In the film’s funniest and perhaps most perceptive moments, Bob comes to the realization that one person continues to dominate his thought patterns: giving himself a pep talk, outlining an immediate course of action to forget her, he does precisely the opposite. These scenes, in which he talks to himself alone, provide a kind of verbal slapstick, suggesting a reflexivity on the protagonist’s part that is absent when other characters enter the picture. Indeed, Brooks plays the guy you don’t want to be: the kind of smarmy, self-centered neurotic who is eternally unaware of just how much his social conditioning empowers him and his self-preservationism in relation to (and at the expense of) any long-suffering partner.  

In this sense, Bob’s profession takes on metaphoric meanings. Brooks spends a significant amount of time inside the post-production suites at American International Pictures, and it becomes clear that his protagonist’s need to control, to impose the subtlest kind of authorship—even ownership—onto the film at hand also informs his approach to women. Out of sight but not quite out of mind, Mary may as well be the inanimate, interchangeable strips of film that Bob cuts up and re-edits with unthinking precision. Similarly, when Bob works with Foley artists to re-dub the sound of footprints in a particular scene of the Kennedy movie, his childlike investment in the job—as if it’s the only thing in the world that matters—suggests a shortsighted juvenility, which is later echoed when, reunited with Mary, he gets carried away by the moment: “This part is perfect isn’t it? Well, we can work at everything else.” 

Modern Romance is a film about jealousy, and about the poisonous mechanisms by which it finds expression. Worrying about Mary when she disappears at a house party with two other guys, Bob mistakes his own misogyny for concern: that ingrained assumption that he is all men and all men are him, and that women don’t have much of a say in what they want or do—objects to be stolen, preyed upon, poached. Brooks doesn’t shy away from the fact his character is a shit, but the portrait of his grief, paranoia, and the nature of a romantic rebound is effectively painful nevertheless. The director himself is a suffocating onscreen presence, from the way his character looks at Mary to the way he naturally speaks: Brooks talks from the back of his mouth rather than from the tongue—a kind of negative energy source, a hole that sucks the dryness from a room. It’s very claustrophobic.
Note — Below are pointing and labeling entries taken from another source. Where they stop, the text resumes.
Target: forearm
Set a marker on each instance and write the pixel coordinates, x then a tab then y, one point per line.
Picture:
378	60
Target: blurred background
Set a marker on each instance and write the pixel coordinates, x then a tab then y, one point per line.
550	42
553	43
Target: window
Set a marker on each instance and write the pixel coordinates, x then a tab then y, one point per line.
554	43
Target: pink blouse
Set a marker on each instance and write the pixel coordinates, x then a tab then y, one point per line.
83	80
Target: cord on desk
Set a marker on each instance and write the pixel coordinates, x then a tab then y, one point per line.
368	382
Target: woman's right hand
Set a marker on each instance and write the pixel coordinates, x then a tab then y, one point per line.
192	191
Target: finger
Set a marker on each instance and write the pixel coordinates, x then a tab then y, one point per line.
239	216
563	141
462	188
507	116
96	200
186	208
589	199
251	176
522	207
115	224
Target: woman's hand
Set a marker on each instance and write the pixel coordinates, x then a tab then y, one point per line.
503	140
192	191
All of which is to say that we are, without knowing much about her, instinctively on Mary’s side. I would have preferred, however, for her to be painted with more agency, as an active component in the ongoing romance rather than the passive recipient of Bob’s emotional uncertainties. There is truth to this, surely, but I think Brooks takes liberties whenever he widens his pinpoint character study to something broader (in both the social and comical sense). Given my present need for optimism, it’s difficult to read the ending of his film as anything other than cruel. The textual inscriptions that conclude Modern Romance, and the droll pace with which their three-point punch-line is revealed, hints at a bathetic predictability regarding human relations. It’s a thesis I reject.

They marry, they divorce, they get back together: isn’t that the message of Eternal Sunshine of the Spotless Mind (2004), my go-to comfort-watch in Times Like These? But whereas in Michel Gondry and Charlie Kaufman’s masterpiece the sentiment is reassuring, in Modern Romance it feels cynical, a cheap gag. This isn’t necessarily the criticism it might sound like, but I think it has something to do with the fact that in the later film, the realization that couples might be destined to repeat the same mistakes is a reciprocal and even comforting understanding, while the conclusion of Brooks’ film seems to punish Mary. Bob smothers, persuades, conquers: ad infinitum.
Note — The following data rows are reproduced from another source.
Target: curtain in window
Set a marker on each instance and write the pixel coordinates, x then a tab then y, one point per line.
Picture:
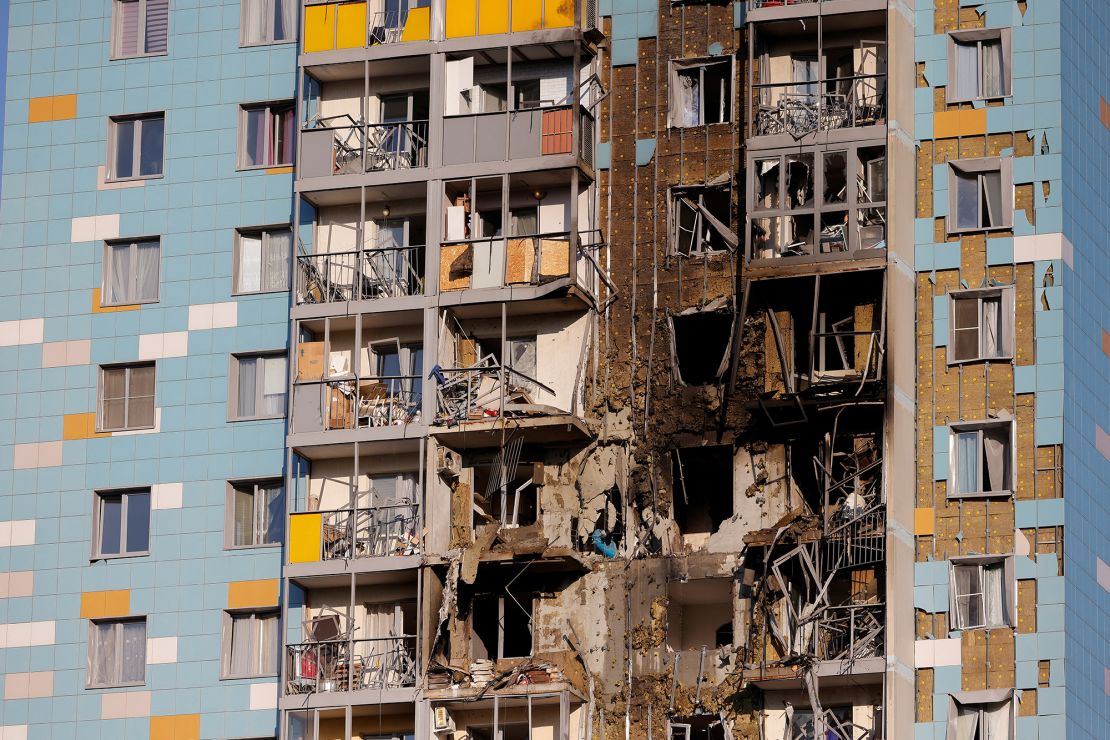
273	386
102	655
150	150
133	665
123	164
243	505
250	263
995	595
994	69
147	269
158	26
248	386
967	71
279	246
241	645
119	274
967	458
127	29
I think, also, of Manhattan (1979). Woody Allen’s film, which predates Brooks’ by two years, concludes with a neurotic older man coming to terms with a woman’s self-trust. “You have to have a little faith in people,” she tells him, about to catch a flight to London, where she’ll be staying for the next six months. To which the response is a gradual smile: that beauty—the great romance—of giving someone space, and of letting things take their course. Life comes at you fast, but without this kind of epiphany or understanding—without the kind of honest, searching, reflective process that Mary in Modern Romance so desperately requires—it drifts away from you even faster.